# V2 management issues



## jayjevans0304 (Oct 6, 2011)

After we had some snow here in VA around 2nd week of January, my management started acting up.
My tank is leaking air over night, goes from 150 psi to 0 psi over night.
So I installed a new SMC check valve, took all the fitting/plugs and replaced all the thread tapes.
Yet, still leaking air over night, so I sprayed some soapy water around the plugs/fittings BUT couldn't find any leaks. (thats the first issue)

(here's the second issue)
Like i stated above about the snow ad such. My driver side rear bag is leaking air too, it goes from 45 psi to 0 psi in 10 minutes.
so I took the bag out checked any leaks, sprayed some soapy water around my air lines, bag, fitting BUT couldn't find any leak.
My preset maintain is ON, but it doesn't add any pressure to that bag when i lose pressure while driving and my controller doesn't show a letter "L" under that corner. 

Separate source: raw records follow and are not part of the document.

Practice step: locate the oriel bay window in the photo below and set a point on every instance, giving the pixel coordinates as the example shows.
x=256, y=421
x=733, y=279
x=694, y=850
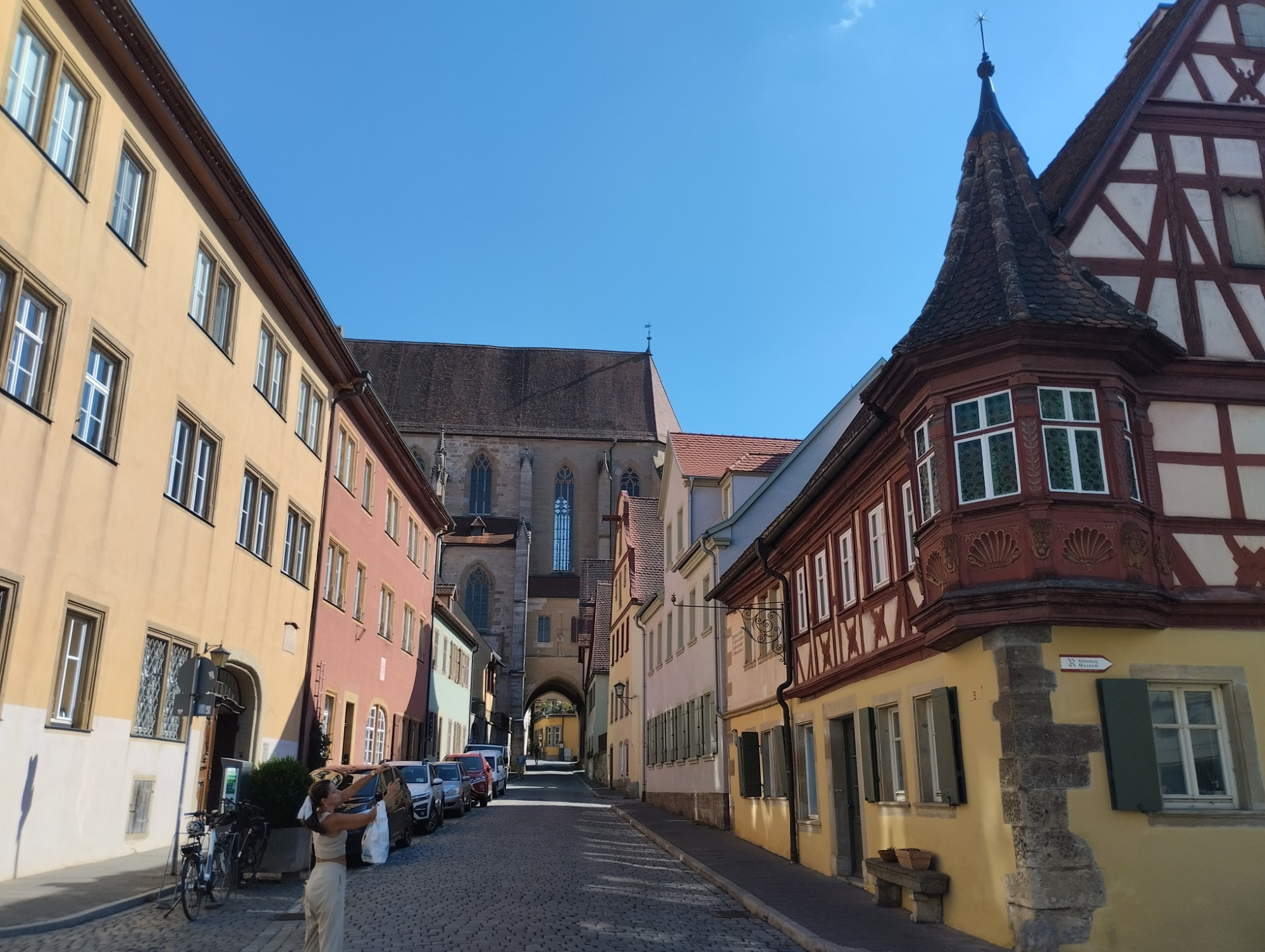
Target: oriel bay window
x=27, y=325
x=156, y=699
x=192, y=469
x=987, y=464
x=211, y=303
x=255, y=519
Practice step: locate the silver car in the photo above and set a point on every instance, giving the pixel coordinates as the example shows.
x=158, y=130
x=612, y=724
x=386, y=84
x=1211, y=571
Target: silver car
x=459, y=793
x=427, y=790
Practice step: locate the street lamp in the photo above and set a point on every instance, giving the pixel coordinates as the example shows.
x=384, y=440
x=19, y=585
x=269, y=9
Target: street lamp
x=218, y=655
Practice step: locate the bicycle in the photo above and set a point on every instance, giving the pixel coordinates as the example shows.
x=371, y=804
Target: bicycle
x=255, y=841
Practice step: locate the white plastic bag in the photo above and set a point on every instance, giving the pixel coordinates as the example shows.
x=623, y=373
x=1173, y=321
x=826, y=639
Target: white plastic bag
x=378, y=838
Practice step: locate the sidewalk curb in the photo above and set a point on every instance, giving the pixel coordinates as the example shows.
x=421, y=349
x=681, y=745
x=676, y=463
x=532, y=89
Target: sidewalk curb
x=804, y=937
x=99, y=912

Any idea about this issues? I'm thinking the manifold is bad?

thanks in advance!


----------



## Greedo (May 26, 2010)

I had a similar issue. I checked everything, supply lines from compressors to the tank, tank to the manifold, checked the check valves, you name it and I checked. What happened with mine is that somehow the manifold was letting air out; my guess is that a seal inside failed.

First suggestion, if you haven't done it already, is to check the check valves from the compressors and ensure they are good to go. Sounds like you're good on the fittings and all that. If all else fails, it could be the manifold.


----------



## qcbtbx (Apr 6, 2012)

I live in VA, too. I was having similar issues with this cold weather. My front right bag would have air in it, but the V2 would read "0" psi at times; it would read the preset pressure, then switch to reading 0 after a while. There were/are no leaks anywhere. 

I called Airlift and let them know what was going on. They told me it seemed like a manifold issue; that is the manifold acts weird in very cold weather. They sent me a new manifold and V2 display for the price of shipping.

I am adding a water trap to help capture more moisture, so as to not crap up the manifold. Previous owner who installed the air ride did not install a water trap, so moisture may have built up in the manifold and that combined with the cold weather was no good.:screwy:


----------



## [email protected] (Jan 25, 2008)

Are you running air brake anti-freeze at all? Give our tech department a call and we can walk you through some diagnostic steps. 800-248-0892 ext 2 :thumbup:


----------



## jayjevans0304 (Oct 6, 2011)

Greedo said:


> I had a similar issue. I checked everything, supply lines from compressors to the tank, tank to the manifold, checked the check valves, you name it and I checked. What happened with mine is that somehow the manifold was letting air out; my guess is that a seal inside failed.
> 
> First suggestion, if you haven't done it already, is to check the check valves from the compressors and ensure they are good to go. Sounds like you're good on the fittings and all that. If all else fails, it could be the manifold.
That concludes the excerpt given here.